Was ein KI-Sprachmodell wirklich ist: Wahrscheinlichkeiten statt Wissensdatenbank, warum Halluzinationen entstehen und wo die Grenzen liegen.

beginner · 20 min

Was ein Sprachmodell ist – und was nicht

Claude ist ein KI-Sprachmodell. Trainiert auf riesigen Textmengen, macht es im Kern eine Sache extrem gut: das nächste Wort vorhersagen.

Es ist keine Suchmaschine, keine Datenbank und kein Lexikon, das Fakten „nachschlägt”. Es erzeugt Sprache, die zu deiner Eingabe passt.

Wahrscheinlichkeiten statt Wissensdatenbank

Prompt: „Der Himmel ist"

Nächstes Wort — geschätzte Wahrscheinlichkeit

  • blau62%
  • bewölkt18%
  • grau9%
  • weit6%
  • klar5%
Claude schlägt nichts nach — es schätzt das wahrscheinlichste nächste Wort. Deshalb klingt Falsches manchmal genauso flüssig wie Richtiges.

Bei jedem Wort schätzt das Modell, was am wahrscheinlichsten folgt – aus Mustern, die es im Training gesehen hat. Daher die Sprachgewandtheit. Und genau deshalb kann eine falsche Antwort genauso flüssig klingen wie eine richtige.

Was Claude gut kann – und was nicht

✓ Stark bei

  • Texte schreiben, umformulieren, zusammenfassen
  • lange Dokumente erklären & strukturieren
  • Code lesen & erklären, Entwürfe iterieren
  • Ton, Sprache und Format treffen

✗ Vorsicht bei

  • aktuelle Fakten ohne Web-Werkzeug
  • exakte Mathematik / große Rechnungen
  • sich selbst zuverlässig prüfen
  • garantiert korrekte Zitate & Zahlen

Halluzinationen erkennen

Wenn das Modell etwas nicht „weiß”, erfindet es manchmal etwas Plausibles – das heißt Halluzination.

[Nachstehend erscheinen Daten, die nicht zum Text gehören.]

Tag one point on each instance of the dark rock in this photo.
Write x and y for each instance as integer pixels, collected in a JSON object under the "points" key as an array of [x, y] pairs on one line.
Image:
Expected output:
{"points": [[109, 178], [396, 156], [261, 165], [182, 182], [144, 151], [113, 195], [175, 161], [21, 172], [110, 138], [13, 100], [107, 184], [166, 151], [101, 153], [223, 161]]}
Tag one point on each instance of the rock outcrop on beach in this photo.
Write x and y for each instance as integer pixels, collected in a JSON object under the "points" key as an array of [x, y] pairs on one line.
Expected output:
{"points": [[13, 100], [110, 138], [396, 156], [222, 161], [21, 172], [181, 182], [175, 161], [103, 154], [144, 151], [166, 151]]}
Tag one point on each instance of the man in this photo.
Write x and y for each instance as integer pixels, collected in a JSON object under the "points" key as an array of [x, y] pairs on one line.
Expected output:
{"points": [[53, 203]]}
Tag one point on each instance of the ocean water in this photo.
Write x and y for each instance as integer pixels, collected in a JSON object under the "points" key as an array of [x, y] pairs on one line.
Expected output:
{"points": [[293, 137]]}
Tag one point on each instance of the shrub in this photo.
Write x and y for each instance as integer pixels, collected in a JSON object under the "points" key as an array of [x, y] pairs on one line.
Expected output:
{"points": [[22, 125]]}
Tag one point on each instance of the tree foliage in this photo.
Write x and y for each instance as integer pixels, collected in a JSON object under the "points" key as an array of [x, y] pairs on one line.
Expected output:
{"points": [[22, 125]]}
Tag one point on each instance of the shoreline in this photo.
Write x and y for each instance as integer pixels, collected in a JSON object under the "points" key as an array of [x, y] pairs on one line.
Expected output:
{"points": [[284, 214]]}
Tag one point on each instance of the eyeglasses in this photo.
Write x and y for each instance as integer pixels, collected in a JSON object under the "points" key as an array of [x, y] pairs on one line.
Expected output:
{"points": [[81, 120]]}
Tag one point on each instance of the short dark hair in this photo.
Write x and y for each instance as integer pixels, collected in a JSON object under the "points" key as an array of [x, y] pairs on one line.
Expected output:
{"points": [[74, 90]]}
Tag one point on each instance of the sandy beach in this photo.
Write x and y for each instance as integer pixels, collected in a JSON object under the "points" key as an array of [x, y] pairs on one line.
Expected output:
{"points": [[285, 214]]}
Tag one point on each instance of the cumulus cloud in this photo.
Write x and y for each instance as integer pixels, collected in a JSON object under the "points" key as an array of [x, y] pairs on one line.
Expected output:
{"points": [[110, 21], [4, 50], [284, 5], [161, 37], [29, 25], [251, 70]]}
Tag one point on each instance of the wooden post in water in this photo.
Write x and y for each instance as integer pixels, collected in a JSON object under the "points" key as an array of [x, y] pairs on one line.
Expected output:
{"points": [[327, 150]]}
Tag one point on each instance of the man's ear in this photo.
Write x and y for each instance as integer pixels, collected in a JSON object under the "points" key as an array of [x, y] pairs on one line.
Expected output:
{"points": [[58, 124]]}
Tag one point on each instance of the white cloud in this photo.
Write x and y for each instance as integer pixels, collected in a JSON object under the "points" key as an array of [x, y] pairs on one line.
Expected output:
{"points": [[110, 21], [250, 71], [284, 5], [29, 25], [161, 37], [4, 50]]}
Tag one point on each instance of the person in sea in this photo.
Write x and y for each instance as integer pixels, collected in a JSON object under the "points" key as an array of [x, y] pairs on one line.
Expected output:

  • Neuere Modelle tun das deutlich seltener und sagen eher „das weiß ich nicht”.
  • Trotzdem gilt: bei Fakten, Zahlen, Zitaten, Rechtsfragen → gegenprüfen.

Das Kontext-Fenster

Claude kann nur eine begrenzte Menge Text gleichzeitig berücksichtigen – das Kontext-Fenster. Alles im Gespräch zählt hinein: deine Prompts, hochgeladene Dokumente und Claudes eigene Antworten.

  • Sehr lange Dokumente können abgeschnitten werden.
  • Praxis: gezielt die relevanten Teile schicken statt „alles reinkippen”.
  • Bei langen Chats das Wichtige zwischendurch zusammenfassen lassen.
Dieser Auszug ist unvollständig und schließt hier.